Ce qu’il faut comprendre c’est qu’étant donné qu’on est sur le Mont des Oliviers, on est à l’endroit où le Messie revenant à Jérusalem ressuscite sur son passage les morts. D’où ces rizières de tombeaux, ces terrasses superposées, où l’on sent comme l’urgence de se faire enterrer le plus près possible sur le chemin de cette trouée de résurrection. En réalité il n’y a pas un seul endroit au monde où l’on ait la vision de la division entre mort et vie comme ici. A croire que la ville des vivants et la ville des morts sont à égalité représentées le long d’une ligne invisible - peut-être beaucoup plus invisible qu’on ne croit - envers et endroit à plat déposés devant nous. La radioactivité mortelle qui est déposée de ce côté-ci contestant bien entendu, avec une violence particulière, la superposition radioactive qu’on a du côté de la Ville elle-même. Je crois que l’effet Jérusalem c’est ça, cette espèce de ligne de partage, de balance extrêmement forte entre la Mort et la Vie. De toute façon la Bible elle-même ne parle que de ça. Et le personnage qui a fait l’opération Résurrection ici-même se place exactement dans cette diagonale. Tandis que Sollers trace de la main cette diagonale en suivant la ligne des remparts de Jérusalem, un car de touristes débarque dans le plan séquence. Sollers se tourne vers eux. Ils prennent des photos sans descendre du car.
Voici les postulants à la Résurrection. Ils croient faire du tourisme ! Retour à la contemplation de la Ville. La caméra suit le regard de Sollers. Bruit de moteur, qui finit par s’éloigner.
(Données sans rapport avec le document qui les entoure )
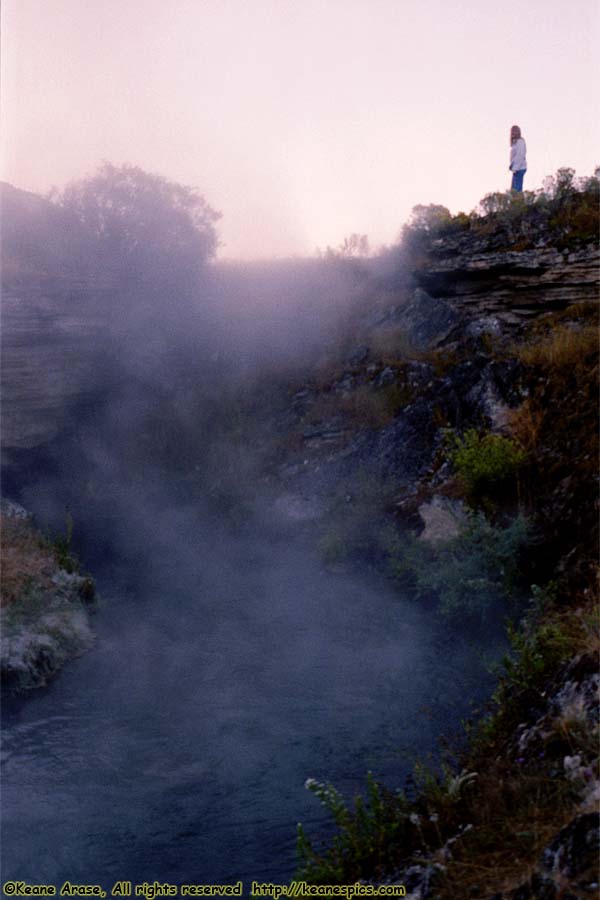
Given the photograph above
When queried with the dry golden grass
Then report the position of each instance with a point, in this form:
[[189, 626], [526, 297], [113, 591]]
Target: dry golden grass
[[525, 425], [564, 347], [25, 559]]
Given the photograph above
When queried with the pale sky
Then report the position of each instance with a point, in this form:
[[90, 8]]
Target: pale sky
[[302, 121]]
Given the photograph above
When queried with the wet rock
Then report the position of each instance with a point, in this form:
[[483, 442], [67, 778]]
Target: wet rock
[[509, 284], [442, 518], [358, 356], [427, 321]]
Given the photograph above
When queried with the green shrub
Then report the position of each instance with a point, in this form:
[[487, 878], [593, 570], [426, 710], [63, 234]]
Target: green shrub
[[469, 574], [368, 837], [485, 462]]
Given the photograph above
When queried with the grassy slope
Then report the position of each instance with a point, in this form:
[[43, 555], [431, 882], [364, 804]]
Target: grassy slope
[[512, 795]]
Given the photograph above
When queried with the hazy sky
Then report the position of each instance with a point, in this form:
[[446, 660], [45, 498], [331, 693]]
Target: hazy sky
[[302, 121]]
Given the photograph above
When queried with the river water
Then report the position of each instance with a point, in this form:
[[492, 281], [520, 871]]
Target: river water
[[230, 665]]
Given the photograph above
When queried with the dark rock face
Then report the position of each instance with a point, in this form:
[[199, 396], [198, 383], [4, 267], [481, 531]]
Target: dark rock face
[[512, 285], [427, 322]]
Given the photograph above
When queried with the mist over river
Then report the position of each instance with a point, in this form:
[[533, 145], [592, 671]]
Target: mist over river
[[230, 663], [224, 674]]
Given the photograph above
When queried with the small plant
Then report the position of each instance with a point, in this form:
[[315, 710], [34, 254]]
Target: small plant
[[485, 462], [469, 574], [60, 544], [368, 835]]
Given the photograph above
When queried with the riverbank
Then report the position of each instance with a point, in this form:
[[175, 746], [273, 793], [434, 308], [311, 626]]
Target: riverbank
[[45, 604]]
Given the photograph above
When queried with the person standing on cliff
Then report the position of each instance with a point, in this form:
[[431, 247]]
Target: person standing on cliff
[[518, 159]]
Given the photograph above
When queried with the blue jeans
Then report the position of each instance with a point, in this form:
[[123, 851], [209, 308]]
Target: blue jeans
[[517, 182]]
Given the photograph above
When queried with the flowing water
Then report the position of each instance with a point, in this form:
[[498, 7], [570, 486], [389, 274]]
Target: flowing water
[[230, 665]]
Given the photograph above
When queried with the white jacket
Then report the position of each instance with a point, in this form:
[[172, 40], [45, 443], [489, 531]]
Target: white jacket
[[518, 160]]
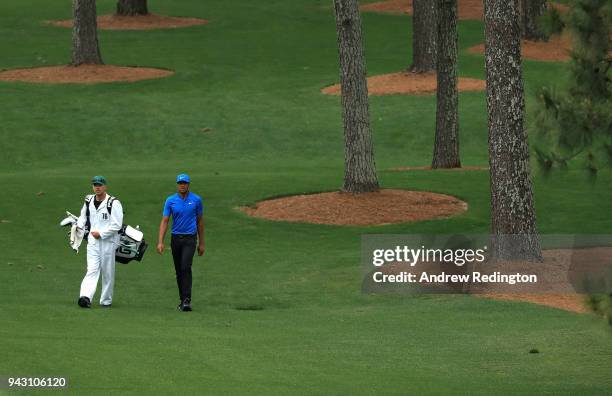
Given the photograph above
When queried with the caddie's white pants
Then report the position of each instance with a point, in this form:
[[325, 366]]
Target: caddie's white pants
[[100, 260]]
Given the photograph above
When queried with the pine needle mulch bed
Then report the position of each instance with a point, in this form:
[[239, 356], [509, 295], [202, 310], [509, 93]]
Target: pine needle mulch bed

Par conséquent là, matière et anti¬matière, l’équilibre se produit de façon extrêmement violente. Et dans le texte d’Ezequiel qui raconte la prophétie sur la Vallée des ossements, ici-même, on voit très bien ce que c’est que cette nappe d’ossements et de morts présentée dans une vision panoramique. Ca a beau faire tout le bruit qu’on veut, on est ici dans un silence d’outre-tombe, c’est le cas de le dire. Un silence à couper au couteau...

Physique de la voix, « Le trou de la Vierge »

Répondant à une question de Jacques Henric, d’Art Press,
Philippe Sollers improvise pendant une heure
de brillantes considérations sur la représentation des femmes dans
l’histoire de la peinture.
Exemples à l’appui, brandis face à la caméra. De la Vierge et de Vénus,
de Picasso et de Braque, de Courbet et de Matisse,
mais aussi du Corps et de la Voix, de l’Ame et du Souffle,
voilà ce dont il est parlé dans cette sorte de télévision en direct
(sans montage, en temps réel)
que les télévisions installées n’osent pas faire (60’ - 1982, novembre).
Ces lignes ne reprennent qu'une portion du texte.